Dans l'attente de la réaction officielle, mardi, du principal parti d'opposition et fervent défenseur de la Turquie laïque, le Parti républicain du peuple (CHP), les réactions à l'annonce de M. Erdogan ont été plutôt modérées.

"C'est une réforme très sensible mais c'est un geste nécessaire car (...) des étudiantes ne pouvaient pas aller à l'université, des avocates ne pouvaient pas plaider", a déclaré à l'AFP Umit Firat, de l'association pour les Citoyens d'Helsinki. "Ils ont ouvert une porte", a-t-il toutefois ajouté, "ils pourraient utiliser ces règles selon leurs convictions".

Outre cette décision emblématique, le Premier ministre a présenté lundi des réformes pour renforcer les droits des minorités, dont les Kurdes, à l'heure où Ankara a engagé des pourparlers de paix avec le Parti des travailleurs du Kurdistan (PKK) pour mettre un terme au conflit kurde, qui a fait plus de 40.000 morts depuis 1984.

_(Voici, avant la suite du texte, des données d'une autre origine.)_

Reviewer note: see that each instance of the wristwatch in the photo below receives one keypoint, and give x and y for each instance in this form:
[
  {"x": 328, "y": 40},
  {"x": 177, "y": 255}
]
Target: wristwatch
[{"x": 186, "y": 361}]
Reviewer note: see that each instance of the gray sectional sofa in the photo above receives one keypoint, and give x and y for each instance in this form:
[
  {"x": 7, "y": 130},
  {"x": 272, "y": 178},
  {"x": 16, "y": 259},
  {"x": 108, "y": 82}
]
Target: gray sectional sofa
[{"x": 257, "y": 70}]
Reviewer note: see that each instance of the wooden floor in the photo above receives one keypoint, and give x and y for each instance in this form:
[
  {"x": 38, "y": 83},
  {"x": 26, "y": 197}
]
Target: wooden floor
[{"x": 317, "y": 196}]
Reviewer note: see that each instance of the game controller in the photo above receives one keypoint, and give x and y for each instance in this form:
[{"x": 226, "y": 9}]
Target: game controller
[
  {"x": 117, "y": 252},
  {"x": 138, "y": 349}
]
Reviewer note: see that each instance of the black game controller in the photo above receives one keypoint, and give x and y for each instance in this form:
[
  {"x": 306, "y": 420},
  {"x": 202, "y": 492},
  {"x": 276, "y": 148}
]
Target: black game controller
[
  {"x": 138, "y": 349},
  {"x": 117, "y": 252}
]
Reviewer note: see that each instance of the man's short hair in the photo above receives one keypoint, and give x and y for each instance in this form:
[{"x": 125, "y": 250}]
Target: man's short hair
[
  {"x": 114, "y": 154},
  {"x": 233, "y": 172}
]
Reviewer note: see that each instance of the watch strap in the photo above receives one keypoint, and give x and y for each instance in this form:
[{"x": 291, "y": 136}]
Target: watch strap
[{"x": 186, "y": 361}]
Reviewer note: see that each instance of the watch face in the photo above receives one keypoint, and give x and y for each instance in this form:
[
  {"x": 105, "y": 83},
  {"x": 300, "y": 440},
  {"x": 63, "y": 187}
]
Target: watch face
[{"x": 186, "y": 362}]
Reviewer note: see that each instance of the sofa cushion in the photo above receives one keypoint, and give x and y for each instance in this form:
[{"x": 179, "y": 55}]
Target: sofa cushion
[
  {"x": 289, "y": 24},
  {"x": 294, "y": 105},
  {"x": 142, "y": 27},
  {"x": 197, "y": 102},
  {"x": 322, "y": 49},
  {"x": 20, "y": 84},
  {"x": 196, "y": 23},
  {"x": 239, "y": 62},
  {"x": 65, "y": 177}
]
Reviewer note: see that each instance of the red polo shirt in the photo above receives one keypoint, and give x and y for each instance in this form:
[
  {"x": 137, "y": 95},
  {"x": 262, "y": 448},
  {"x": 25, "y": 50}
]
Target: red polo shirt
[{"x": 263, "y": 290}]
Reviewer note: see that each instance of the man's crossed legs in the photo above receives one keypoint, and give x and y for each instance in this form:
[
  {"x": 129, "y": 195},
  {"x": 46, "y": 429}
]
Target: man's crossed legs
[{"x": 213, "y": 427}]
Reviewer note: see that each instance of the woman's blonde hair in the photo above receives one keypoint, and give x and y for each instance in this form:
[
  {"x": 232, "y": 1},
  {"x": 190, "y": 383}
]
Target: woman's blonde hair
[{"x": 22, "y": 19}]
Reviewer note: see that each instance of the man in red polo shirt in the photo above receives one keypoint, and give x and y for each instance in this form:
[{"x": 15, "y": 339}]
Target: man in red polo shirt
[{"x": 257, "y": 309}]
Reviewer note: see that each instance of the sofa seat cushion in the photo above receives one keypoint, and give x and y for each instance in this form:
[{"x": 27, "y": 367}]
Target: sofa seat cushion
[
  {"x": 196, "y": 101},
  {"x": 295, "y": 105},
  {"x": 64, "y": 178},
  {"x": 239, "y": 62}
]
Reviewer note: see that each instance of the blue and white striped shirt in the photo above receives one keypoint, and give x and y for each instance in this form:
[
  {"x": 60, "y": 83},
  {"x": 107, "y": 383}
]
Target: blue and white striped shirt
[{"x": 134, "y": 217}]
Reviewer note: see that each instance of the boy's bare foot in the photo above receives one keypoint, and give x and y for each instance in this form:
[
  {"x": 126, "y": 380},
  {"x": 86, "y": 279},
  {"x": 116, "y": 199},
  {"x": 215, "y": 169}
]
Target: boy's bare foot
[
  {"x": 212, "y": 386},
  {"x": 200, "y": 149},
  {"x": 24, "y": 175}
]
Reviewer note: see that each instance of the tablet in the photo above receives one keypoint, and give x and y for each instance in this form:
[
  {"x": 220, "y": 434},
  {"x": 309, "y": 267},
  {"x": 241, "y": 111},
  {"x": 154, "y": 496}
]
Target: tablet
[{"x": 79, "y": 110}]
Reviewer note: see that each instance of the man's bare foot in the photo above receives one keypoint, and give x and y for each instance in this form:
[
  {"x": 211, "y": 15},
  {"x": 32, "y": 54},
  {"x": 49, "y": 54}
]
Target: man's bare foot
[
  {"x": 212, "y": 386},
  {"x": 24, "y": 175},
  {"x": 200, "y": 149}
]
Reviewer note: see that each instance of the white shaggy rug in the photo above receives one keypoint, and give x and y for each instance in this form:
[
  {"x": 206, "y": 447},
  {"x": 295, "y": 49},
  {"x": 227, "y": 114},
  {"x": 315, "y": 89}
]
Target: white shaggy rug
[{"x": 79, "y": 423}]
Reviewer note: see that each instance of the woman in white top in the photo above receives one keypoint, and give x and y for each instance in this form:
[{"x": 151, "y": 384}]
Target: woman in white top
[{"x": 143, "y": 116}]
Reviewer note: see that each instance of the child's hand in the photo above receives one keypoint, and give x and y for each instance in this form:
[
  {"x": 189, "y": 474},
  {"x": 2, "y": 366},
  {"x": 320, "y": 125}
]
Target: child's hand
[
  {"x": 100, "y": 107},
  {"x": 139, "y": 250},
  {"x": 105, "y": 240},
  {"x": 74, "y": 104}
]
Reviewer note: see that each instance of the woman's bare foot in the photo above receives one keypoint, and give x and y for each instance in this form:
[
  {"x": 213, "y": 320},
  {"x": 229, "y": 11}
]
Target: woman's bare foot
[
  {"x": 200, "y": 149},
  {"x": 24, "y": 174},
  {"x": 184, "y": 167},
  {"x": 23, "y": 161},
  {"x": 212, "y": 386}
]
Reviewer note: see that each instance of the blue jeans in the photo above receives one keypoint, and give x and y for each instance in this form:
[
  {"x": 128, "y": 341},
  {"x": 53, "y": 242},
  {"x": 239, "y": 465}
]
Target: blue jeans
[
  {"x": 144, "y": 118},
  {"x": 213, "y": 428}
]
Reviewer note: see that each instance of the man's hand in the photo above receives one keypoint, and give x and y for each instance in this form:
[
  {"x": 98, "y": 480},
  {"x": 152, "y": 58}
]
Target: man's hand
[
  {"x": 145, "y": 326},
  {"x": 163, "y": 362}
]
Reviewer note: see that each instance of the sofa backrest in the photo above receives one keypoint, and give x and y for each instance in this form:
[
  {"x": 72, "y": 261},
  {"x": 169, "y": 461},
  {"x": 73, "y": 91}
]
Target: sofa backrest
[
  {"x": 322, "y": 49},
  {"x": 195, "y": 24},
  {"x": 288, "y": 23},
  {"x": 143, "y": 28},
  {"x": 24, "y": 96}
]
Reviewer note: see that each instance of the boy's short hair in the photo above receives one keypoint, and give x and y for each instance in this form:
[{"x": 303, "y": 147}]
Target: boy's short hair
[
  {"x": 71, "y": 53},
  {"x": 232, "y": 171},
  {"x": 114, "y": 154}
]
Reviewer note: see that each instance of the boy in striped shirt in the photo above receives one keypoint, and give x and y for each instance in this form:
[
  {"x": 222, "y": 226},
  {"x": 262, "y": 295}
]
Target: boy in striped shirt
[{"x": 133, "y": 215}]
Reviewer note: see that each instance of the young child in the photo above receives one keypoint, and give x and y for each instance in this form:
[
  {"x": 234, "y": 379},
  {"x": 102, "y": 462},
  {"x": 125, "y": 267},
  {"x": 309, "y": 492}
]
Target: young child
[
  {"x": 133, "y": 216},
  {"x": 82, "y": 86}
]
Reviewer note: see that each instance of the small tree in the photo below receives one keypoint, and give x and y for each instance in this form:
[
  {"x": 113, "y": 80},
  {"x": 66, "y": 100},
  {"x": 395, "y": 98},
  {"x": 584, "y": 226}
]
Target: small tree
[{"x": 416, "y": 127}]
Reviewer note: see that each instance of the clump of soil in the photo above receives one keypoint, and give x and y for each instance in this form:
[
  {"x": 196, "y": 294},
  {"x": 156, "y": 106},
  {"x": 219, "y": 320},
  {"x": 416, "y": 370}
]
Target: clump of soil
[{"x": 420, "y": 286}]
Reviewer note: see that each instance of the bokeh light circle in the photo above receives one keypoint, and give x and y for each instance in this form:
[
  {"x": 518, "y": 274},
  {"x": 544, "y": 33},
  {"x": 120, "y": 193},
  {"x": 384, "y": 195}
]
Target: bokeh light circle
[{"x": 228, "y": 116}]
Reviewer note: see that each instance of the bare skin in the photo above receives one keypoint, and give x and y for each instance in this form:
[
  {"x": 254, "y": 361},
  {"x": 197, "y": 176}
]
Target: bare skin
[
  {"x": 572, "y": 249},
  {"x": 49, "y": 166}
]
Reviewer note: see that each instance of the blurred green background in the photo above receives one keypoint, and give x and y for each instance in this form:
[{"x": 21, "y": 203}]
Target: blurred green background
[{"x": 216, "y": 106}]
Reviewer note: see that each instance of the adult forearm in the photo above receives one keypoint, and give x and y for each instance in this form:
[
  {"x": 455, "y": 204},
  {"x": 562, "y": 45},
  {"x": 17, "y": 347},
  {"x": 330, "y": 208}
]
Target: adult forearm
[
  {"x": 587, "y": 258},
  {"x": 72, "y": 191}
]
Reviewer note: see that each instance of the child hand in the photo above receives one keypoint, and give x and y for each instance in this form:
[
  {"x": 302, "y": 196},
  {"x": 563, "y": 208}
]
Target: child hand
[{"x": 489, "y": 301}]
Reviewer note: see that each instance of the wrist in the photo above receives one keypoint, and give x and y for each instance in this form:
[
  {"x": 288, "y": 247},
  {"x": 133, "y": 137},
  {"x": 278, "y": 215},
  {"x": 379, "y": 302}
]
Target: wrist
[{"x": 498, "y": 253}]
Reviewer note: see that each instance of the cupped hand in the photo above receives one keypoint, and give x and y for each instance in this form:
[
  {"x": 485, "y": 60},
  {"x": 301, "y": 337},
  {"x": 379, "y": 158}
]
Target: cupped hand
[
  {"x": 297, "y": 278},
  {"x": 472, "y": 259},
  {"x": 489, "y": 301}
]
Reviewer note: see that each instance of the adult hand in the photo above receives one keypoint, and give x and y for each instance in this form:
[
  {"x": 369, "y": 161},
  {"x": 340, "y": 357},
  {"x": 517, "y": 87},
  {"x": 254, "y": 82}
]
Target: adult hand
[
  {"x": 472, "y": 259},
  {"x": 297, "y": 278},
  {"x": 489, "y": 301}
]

Egalement destiné à toutes les autres minorités de Turquie (Alévis, Roms, Syriaques), le "paquet démocratique" du gouvernement autorise l'enseignement en langue kurde dans les écoles privées ou son utilisation pour la propagande électorale.

Certaines localités du sud-est anatolien, qui abrite une large partie des 15 millions de Kurdes du pays, débaptisées après le coup d'Etat militaire de 1980, pourront aussi reprendre leur nom d'origine.

Sur le plan politique, M. Erdogan a promis une discussion sur l'abaissement du seuil de 10% des suffrages nécessaire pour entrer au Parlement.

Devant tous ses ministres, M. Erdogan a qualifié son plan d'"historique". Mais, sans surprise, il a déçu les Kurdes, qui réclament l'enseignement de leur langue dans les écoles publiques et une référence explicite à leur identité dans la Constitution turque.

Après avoir entamé en mai le retrait de ses combattants du territoire turc, le PKK a annoncé au début du mois la suspension de ce retrait, accusant Ankara de ne pas tenir ses promesses de réformes.

"Ce paquet n'a pas la capacité de surmonter le blocage actuel du processus", a déploré la coprésidente du Parti kurde pour la paix et la démocratie (BDP), Gülten Kisanak.

"Ce paquet a été préparé pour répondre aux besoins de l’AKP", a-t-elle ajouté, "ce n’est pas un paquet de réformes pour la démocratisation, c’est un paquet de réformes pour les élections".